[Bug 2017748] Re: [SRU] OVN: ovnmeta namespaces missing during scalability test causing DHCP issues
Hua Zhang
2017748 at bugs.launchpad.net
Wed May 28 09:14:10 UTC 2025
Hi Andreas (@ahasenack),
I just added some details about how the customer is really impacted into
[Test Case] as well, thanks.
I can't find a reproducer so I have also done further research into how
the issue was reproduced on the customer's side. The customer runs they
nightly scripts few times a day which basically create a tenant and all
resources (networks, subnets, routers, vms, lbs, etc.) and verifies of
they were created correctly. Intermittently customer notices that VM is
unreachable after creation, and in the last two use cases, they saw that
the ovn namespace was missing on the compute host, due to this even
though the VM was created, metadata URL is not reachable. We do see
similar logs in the customer's env, such as:
VM: 08af4c45-2755-41d6-960c-ce67ecb183cc on host sdtpdc41s100020.xxx.net
created: 2024-02-29T03:34:17Z
network: 3be5f44d-39de-4c38-a77f-06c0d9ee42b0
from neutron-ovn-metadata-agent.log.4.gz:
2024-02-29 03:33:18.297 1080866 INFO neutron.agent.ovn.metadata.agent [-] Port 9a75c431-42c4-47bf-af0d-22e0d5ee11a8 in datapath 3be5f44d-39de-4c38-a77f-06c0d9ee42b0 bound to our chassis
2024-02-29 03:33:18.306 1080866 DEBUG neutron.agent.ovn.metadata.agent [-] There is no metadata port for network 3be5f44d-39de-4c38-a77f-06c0d9ee42b0 or it has no MAC or IP addresses configured, tearing the namespace down if needed _get_provision_params /usr/lib/python3/dist-packages/neutron/agent/ovn/metadata/agent.py:494
2024-02-29 03:34:30.275 1080866 INFO neutron.agent.ovn.metadata.agent [-] Port 4869dcc4-e1dd-4d5c-94dc-f491b8b4211c in datapath 3be5f44d-39de-4c38-a77f-06c0d9ee42b0 bound to our chassis
2024-02-29 03:34:30.284 1080866 DEBUG neutron.agent.ovn.metadata.agent [-] There is no metadata port for network 3be5f44d-39de-4c38-a77f-06c0d9ee42b0 or it has no MAC or IP addresses configured, tearing the namespace down if needed _get_provision_params /usr/lib/python3/dist-packages/neutron/agent/ovn/metadata/agent.py:494
BTW, the hotfix containing the fix has been deployed in the the
customer's env for a long time, the customer reported: "We applied the
packages on one of the compute hosts and performed a test with creating
100 VMs in sequence but we did not see any failures in VM creation."
** Description changed:
[Impact]
ovnmeta- namespaces are missing intermittently then can't reach to VMs.

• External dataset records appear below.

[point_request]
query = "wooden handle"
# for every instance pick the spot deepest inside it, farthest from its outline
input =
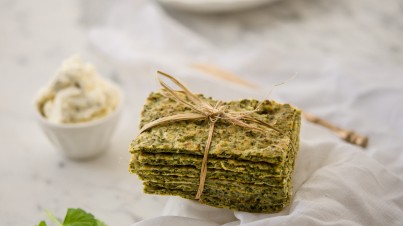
(347, 135)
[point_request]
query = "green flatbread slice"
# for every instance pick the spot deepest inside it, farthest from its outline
(254, 205)
(229, 141)
(192, 184)
(213, 163)
(192, 172)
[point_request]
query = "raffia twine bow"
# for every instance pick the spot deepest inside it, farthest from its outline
(203, 110)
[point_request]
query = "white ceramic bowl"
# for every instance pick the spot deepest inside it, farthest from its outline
(82, 141)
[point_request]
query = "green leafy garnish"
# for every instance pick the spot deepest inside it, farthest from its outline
(74, 217)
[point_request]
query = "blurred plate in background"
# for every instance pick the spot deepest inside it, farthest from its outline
(213, 6)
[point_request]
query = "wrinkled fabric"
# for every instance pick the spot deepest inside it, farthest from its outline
(334, 184)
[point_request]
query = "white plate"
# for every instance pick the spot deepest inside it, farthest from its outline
(214, 6)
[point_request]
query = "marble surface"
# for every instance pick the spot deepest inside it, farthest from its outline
(319, 40)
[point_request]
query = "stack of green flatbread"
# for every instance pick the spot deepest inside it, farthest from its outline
(247, 170)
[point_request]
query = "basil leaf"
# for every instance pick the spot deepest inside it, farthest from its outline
(78, 217)
(100, 223)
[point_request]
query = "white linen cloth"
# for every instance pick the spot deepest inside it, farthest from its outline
(345, 76)
(334, 184)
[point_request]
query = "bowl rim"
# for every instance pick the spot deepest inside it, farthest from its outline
(90, 123)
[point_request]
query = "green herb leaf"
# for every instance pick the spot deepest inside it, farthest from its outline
(78, 217)
(100, 223)
(53, 218)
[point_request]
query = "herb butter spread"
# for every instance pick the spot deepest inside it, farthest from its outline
(246, 170)
(77, 94)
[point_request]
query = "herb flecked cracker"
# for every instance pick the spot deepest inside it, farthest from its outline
(247, 170)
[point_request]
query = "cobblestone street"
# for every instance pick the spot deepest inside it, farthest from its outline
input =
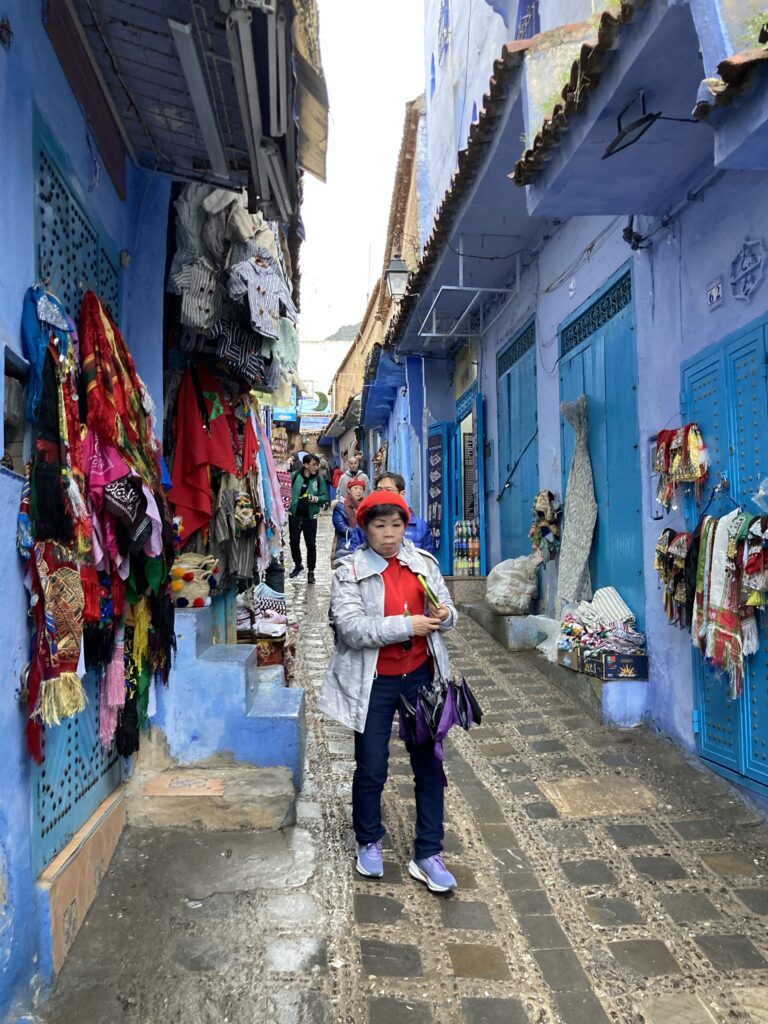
(601, 878)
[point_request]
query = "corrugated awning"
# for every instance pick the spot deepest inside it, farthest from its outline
(383, 381)
(199, 89)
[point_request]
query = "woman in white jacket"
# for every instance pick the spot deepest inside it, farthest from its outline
(389, 644)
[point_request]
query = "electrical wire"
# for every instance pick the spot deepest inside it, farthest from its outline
(489, 258)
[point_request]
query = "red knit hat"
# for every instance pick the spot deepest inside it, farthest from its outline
(382, 499)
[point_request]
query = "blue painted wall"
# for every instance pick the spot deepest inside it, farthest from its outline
(673, 324)
(31, 77)
(476, 36)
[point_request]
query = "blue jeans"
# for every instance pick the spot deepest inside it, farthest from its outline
(372, 758)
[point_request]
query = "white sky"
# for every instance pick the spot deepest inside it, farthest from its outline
(374, 64)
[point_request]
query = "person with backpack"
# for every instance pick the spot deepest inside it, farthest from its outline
(417, 531)
(308, 496)
(388, 646)
(344, 519)
(352, 471)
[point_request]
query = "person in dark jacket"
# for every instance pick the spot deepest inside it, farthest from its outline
(417, 531)
(308, 496)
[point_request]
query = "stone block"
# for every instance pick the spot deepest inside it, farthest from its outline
(647, 957)
(219, 797)
(470, 961)
(595, 798)
(512, 632)
(68, 887)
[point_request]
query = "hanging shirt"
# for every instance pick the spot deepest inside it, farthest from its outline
(260, 280)
(201, 294)
(402, 592)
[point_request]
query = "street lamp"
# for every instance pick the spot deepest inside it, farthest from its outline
(397, 274)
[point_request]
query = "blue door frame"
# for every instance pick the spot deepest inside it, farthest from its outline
(74, 252)
(518, 440)
(598, 358)
(725, 390)
(439, 439)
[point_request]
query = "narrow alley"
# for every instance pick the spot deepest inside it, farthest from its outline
(601, 878)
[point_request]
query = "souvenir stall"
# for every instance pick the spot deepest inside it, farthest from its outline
(599, 638)
(230, 336)
(456, 487)
(94, 530)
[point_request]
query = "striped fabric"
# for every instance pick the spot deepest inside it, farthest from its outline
(201, 294)
(260, 281)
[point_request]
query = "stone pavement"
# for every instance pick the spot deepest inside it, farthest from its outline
(602, 878)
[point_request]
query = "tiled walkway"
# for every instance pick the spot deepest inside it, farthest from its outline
(601, 877)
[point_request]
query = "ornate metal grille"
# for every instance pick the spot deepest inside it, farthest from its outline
(515, 351)
(72, 257)
(598, 314)
(527, 27)
(77, 773)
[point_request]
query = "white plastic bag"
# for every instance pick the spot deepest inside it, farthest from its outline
(550, 627)
(512, 586)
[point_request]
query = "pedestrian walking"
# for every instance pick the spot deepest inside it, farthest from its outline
(344, 520)
(389, 644)
(417, 531)
(308, 496)
(353, 469)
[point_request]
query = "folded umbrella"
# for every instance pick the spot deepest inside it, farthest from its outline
(439, 707)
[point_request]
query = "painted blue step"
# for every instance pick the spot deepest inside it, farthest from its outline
(219, 700)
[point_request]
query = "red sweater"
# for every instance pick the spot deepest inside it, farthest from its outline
(402, 594)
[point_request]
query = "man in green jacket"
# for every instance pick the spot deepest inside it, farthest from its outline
(309, 495)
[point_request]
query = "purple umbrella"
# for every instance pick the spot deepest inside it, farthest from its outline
(439, 707)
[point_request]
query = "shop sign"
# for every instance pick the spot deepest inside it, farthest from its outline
(314, 424)
(287, 414)
(748, 270)
(313, 403)
(469, 476)
(435, 485)
(715, 294)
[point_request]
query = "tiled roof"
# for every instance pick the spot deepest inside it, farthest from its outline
(585, 77)
(480, 137)
(735, 76)
(400, 190)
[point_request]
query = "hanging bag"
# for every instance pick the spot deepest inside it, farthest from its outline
(440, 705)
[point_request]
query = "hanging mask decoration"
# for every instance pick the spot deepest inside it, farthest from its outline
(682, 457)
(545, 530)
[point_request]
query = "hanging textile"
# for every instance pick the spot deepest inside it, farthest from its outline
(681, 458)
(677, 585)
(581, 511)
(205, 426)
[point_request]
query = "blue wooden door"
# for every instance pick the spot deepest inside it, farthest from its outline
(77, 774)
(73, 249)
(724, 390)
(480, 450)
(440, 492)
(518, 441)
(598, 359)
(719, 738)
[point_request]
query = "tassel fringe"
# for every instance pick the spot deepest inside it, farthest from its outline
(59, 698)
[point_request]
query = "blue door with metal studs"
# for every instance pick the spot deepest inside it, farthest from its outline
(518, 441)
(725, 391)
(598, 359)
(74, 254)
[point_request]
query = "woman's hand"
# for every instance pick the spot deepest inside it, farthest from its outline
(424, 625)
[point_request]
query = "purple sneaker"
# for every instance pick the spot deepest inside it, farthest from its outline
(370, 860)
(433, 872)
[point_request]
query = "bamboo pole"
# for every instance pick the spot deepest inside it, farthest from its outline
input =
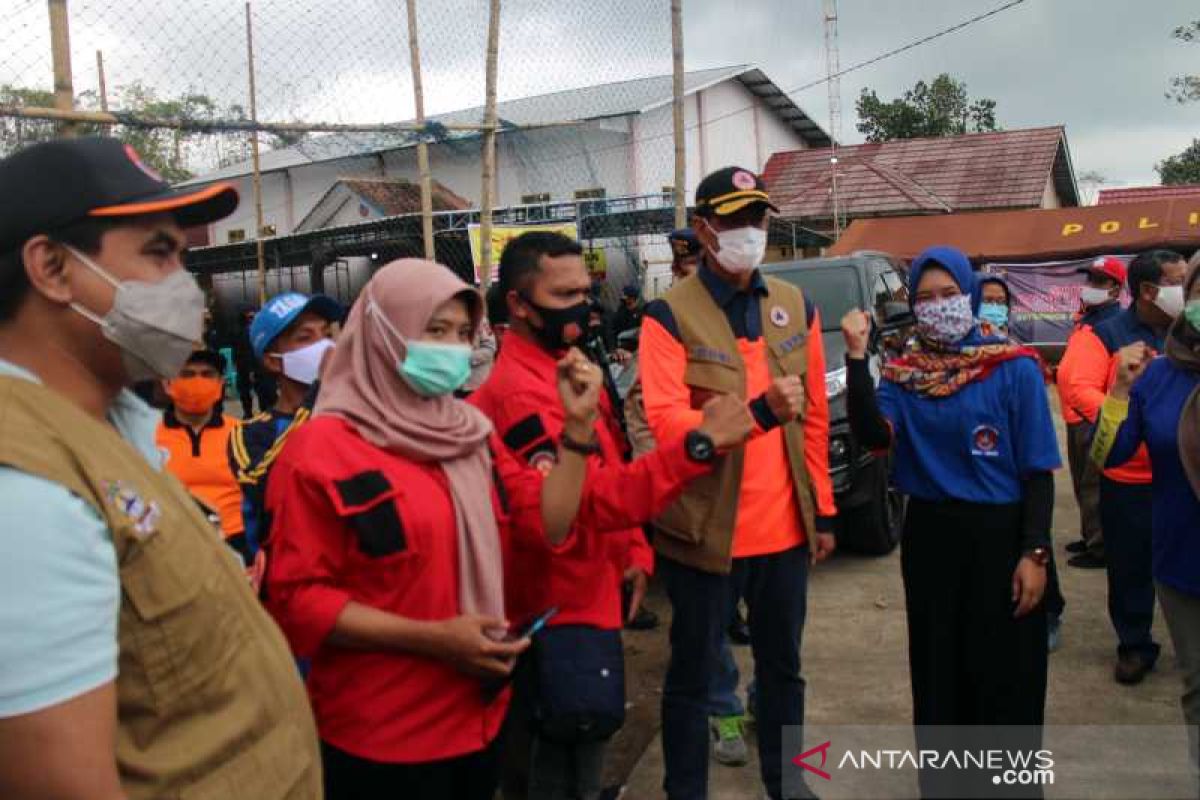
(681, 179)
(423, 149)
(253, 155)
(103, 84)
(60, 54)
(489, 182)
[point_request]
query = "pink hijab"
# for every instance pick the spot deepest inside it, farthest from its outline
(361, 384)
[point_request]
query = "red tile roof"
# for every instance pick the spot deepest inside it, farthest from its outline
(1006, 169)
(1138, 193)
(391, 197)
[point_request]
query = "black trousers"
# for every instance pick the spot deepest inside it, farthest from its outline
(468, 777)
(971, 661)
(777, 597)
(1126, 511)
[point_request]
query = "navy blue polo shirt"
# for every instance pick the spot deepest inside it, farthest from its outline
(978, 444)
(1156, 404)
(743, 310)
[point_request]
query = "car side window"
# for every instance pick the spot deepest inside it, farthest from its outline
(881, 292)
(897, 289)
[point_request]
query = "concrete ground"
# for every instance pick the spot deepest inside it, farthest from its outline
(855, 661)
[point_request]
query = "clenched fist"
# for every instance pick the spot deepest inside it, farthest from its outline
(727, 421)
(856, 329)
(786, 398)
(579, 388)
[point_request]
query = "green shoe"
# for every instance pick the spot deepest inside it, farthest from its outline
(729, 744)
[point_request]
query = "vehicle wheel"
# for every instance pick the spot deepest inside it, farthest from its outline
(875, 527)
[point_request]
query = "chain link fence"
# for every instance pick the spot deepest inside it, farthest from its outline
(583, 139)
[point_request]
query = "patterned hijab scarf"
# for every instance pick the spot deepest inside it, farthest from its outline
(939, 370)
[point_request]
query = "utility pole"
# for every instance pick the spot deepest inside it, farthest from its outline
(681, 178)
(255, 163)
(487, 192)
(423, 148)
(834, 84)
(60, 55)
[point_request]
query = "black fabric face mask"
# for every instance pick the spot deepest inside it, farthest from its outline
(561, 328)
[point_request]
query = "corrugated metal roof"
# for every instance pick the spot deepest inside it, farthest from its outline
(1006, 169)
(1138, 193)
(582, 103)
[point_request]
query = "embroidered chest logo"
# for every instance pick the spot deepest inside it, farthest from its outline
(144, 516)
(985, 441)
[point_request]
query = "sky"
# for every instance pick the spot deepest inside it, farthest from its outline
(1099, 67)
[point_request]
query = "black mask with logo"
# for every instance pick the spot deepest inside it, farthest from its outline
(561, 328)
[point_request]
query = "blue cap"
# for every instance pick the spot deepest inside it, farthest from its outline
(281, 311)
(951, 259)
(683, 241)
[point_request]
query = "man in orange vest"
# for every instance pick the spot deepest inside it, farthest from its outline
(1080, 401)
(193, 434)
(1156, 284)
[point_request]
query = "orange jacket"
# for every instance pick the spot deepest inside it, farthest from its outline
(201, 462)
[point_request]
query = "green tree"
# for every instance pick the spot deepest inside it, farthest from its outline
(1186, 89)
(939, 108)
(174, 154)
(1182, 168)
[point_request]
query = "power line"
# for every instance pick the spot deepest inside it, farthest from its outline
(813, 84)
(910, 46)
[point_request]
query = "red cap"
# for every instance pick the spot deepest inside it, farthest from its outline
(1108, 265)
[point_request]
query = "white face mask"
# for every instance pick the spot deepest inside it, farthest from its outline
(742, 250)
(303, 365)
(1092, 296)
(156, 325)
(1170, 300)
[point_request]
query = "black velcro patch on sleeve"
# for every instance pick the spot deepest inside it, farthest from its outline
(379, 530)
(525, 432)
(363, 488)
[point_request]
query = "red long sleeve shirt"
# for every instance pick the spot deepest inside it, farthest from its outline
(353, 522)
(582, 576)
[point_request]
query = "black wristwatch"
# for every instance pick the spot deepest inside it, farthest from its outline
(1039, 555)
(700, 446)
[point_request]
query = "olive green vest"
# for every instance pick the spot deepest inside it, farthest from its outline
(697, 529)
(210, 705)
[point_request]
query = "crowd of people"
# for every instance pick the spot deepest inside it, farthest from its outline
(407, 575)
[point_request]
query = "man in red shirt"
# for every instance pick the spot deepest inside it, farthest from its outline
(767, 510)
(546, 284)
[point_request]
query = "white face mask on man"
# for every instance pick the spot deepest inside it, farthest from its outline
(156, 325)
(1170, 300)
(742, 250)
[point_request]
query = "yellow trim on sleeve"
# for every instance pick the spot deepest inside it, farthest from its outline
(1113, 414)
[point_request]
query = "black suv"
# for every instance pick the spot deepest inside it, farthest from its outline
(870, 510)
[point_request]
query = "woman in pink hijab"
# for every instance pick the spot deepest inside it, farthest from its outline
(391, 510)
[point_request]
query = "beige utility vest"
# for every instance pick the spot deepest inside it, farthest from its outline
(210, 705)
(697, 529)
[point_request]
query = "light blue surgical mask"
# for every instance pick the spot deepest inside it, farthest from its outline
(994, 313)
(432, 368)
(1192, 311)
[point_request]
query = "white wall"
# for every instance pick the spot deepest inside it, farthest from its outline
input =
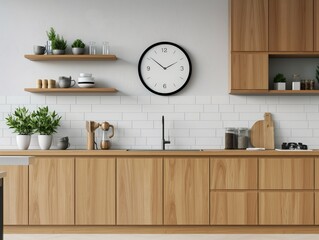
(196, 117)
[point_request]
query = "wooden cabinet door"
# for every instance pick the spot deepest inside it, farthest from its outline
(139, 191)
(15, 197)
(51, 191)
(186, 191)
(233, 208)
(249, 71)
(233, 173)
(286, 173)
(249, 25)
(286, 208)
(94, 191)
(290, 25)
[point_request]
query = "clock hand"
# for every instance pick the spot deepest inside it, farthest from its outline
(158, 63)
(170, 65)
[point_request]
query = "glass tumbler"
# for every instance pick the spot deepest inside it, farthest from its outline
(92, 48)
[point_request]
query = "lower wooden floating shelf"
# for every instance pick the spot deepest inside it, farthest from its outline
(274, 92)
(71, 90)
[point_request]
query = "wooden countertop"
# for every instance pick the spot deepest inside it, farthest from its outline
(206, 152)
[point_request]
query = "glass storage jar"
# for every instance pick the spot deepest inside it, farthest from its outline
(242, 138)
(231, 138)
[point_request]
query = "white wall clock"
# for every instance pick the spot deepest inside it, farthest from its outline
(164, 68)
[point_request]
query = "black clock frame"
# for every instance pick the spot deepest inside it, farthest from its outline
(140, 74)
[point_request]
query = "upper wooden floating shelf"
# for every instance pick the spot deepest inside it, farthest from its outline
(71, 90)
(274, 92)
(71, 57)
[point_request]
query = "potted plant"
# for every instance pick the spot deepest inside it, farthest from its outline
(22, 123)
(46, 123)
(78, 47)
(59, 45)
(51, 36)
(280, 82)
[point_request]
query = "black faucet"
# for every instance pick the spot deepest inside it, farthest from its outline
(163, 135)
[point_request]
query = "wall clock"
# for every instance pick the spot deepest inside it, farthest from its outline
(164, 68)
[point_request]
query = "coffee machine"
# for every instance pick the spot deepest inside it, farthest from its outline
(91, 126)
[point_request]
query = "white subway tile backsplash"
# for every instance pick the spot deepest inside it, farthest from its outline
(190, 121)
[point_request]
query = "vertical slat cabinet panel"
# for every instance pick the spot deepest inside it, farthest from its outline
(233, 208)
(51, 191)
(249, 25)
(186, 191)
(291, 25)
(95, 191)
(139, 191)
(286, 208)
(286, 173)
(16, 190)
(233, 173)
(249, 71)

The ovn metadata namespace may be missing intermittently under certain
conditions, such as high load. This prevents VMs from retrieving
metadata (e.g., ssh keys), making them unreachable. The issue is not
easily reproducible.
[Test Case]
This issue is theoretically reproducible under certian condistions, such
as high load. Howevr, in practice, it has proven extremely difficult to
reproduce.
I first talked with the fix author, Brian, who confirmed that he does
not have a reprodcer. I then did almost 10 tests attempts to reproduce
the issue, but was unsuccefully, pls refer to this pastebin for more
details - https://paste.ubuntu.com/p/H6vh8jycvC/
+
+ I can't find a reproducer so I have also done further research into how
+ the issue was reproduced on the customer's side. The customer runs they
+ nightly scripts few times a day which basically create a tenant and all
+ resources (networks, subnets, routers, vms, lbs, etc.) and verifies of
+ they were created correctly. Intermittently customer notices that VM is
+ unreachable after creation, and in the last two use cases, they saw that
+ the ovn namespace was missing on the compute host, due to this even
+ though the VM was created, metadata URL is not reachable. We do see
+ similar logs in the customer's env, such as:
+
+ VM: 08af4c45-2755-41d6-960c-ce67ecb183cc on host sdtpdc41s100020.xxx.net
+ created: 2024-02-29T03:34:17Z
+ network: 3be5f44d-39de-4c38-a77f-06c0d9ee42b0
+ from neutron-ovn-metadata-agent.log.4.gz:
+ 2024-02-29 03:33:18.297 1080866 INFO neutron.agent.ovn.metadata.agent [-] Port 9a75c431-42c4-47bf-af0d-22e0d5ee11a8 in datapath 3be5f44d-39de-4c38-a77f-06c0d9ee42b0 bound to our chassis
+ 2024-02-29 03:33:18.306 1080866 DEBUG neutron.agent.ovn.metadata.agent [-] There is no metadata port for network 3be5f44d-39de-4c38-a77f-06c0d9ee42b0 or it has no MAC or IP addresses configured, tearing the namespace down if needed _get_provision_params /usr/lib/python3/dist-packages/neutron/agent/ovn/metadata/agent.py:494
+ 2024-02-29 03:34:30.275 1080866 INFO neutron.agent.ovn.metadata.agent [-] Port 4869dcc4-e1dd-4d5c-94dc-f491b8b4211c in datapath 3be5f44d-39de-4c38-a77f-06c0d9ee42b0 bound to our chassis
+ 2024-02-29 03:34:30.284 1080866 DEBUG neutron.agent.ovn.metadata.agent [-] There is no metadata port for network 3be5f44d-39de-4c38-a77f-06c0d9ee42b0 or it has no MAC or IP addresses configured, tearing the namespace down if needed _get_provision_params /usr/lib/python3/dist-packages/neutron/agent/ovn/metadata/agent.py:494
+
+ BTW, the hotfix containing the fix has been deployed in the the
+ customer's env for a long time, the customer reported: "We applied the
+ packages on one of the compute hosts and performed a test with creating
+ 100 VMs in sequence but we did not see any failures in VM creation."
Given the lack of a reproducer, I continued to run the charmed-
openstack-tester according to SRU standards to ensure no regressions
were introduced.
and as of today (20250509), this fix has also been deployed in a
customer env via hotfix, and no regression issues have been observed so
far. Of course, it remains unclear whether the fix actually resolves the
original problem, as the issue itself is rare in the customer env as
well. But I can say for sure (99.99%) that there is no regressions.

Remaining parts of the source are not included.